FDA Pre-Submission (Q-Sub) Support
Practical RA supports manufacturers with the planning and preparation of FDA pre-submission packages to clarify regulatory expectations prior to formal submission.
Why Pre-Submissions Matter
FDA pre-submissions provide manufacturers with an opportunity to engage with the Agency early in the development or regulatory planning process. Pre-subs are commonly used to obtain feedback on study design, performance testing, clinical evidence expectations, and overall regulatory strategy.
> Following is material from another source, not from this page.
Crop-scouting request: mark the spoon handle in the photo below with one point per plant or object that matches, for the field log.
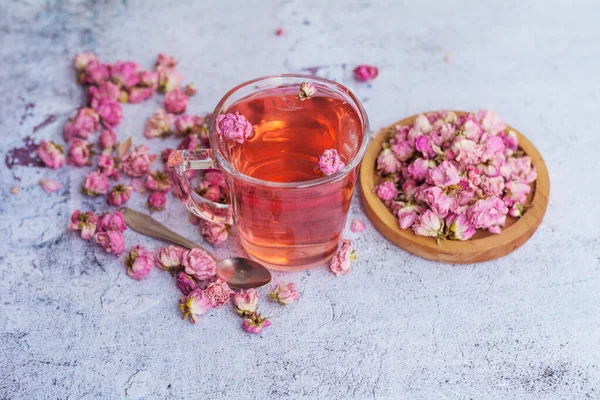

Used effectively, a pre-submission can reduce uncertainty and help manufacturers avoid costly misalignment with FDA expectations. However, poorly planned pre-subs can be ineffective, particularly where questions are too broad or insufficiently supported by background information.
FDA expects pre-submission questions to be specific, focused, and supported by sufficient context to enable meaningful feedback. Submissions that lack clarity or request advice outside FDA’s remit may result in limited or non-actionable responses.
Pre-subs are particularly valuable for novel technologies, devices with complex performance testing requirements, or where clinical evidence expectations are unclear. They can also be used strategically to confirm predicate suitability or to discuss changes to previously cleared devices.
How Practical RA Can Support
Practical RA supports pre-submission activities, including:
- Pre-submission strategy and planning
- Drafting focused regulatory questions
- Preparation of briefing documents
- Review of FDA feedback and follow-up planning
Our focus is on producing documentation that is clear, consistent, and defensible from a regulatory review perspective.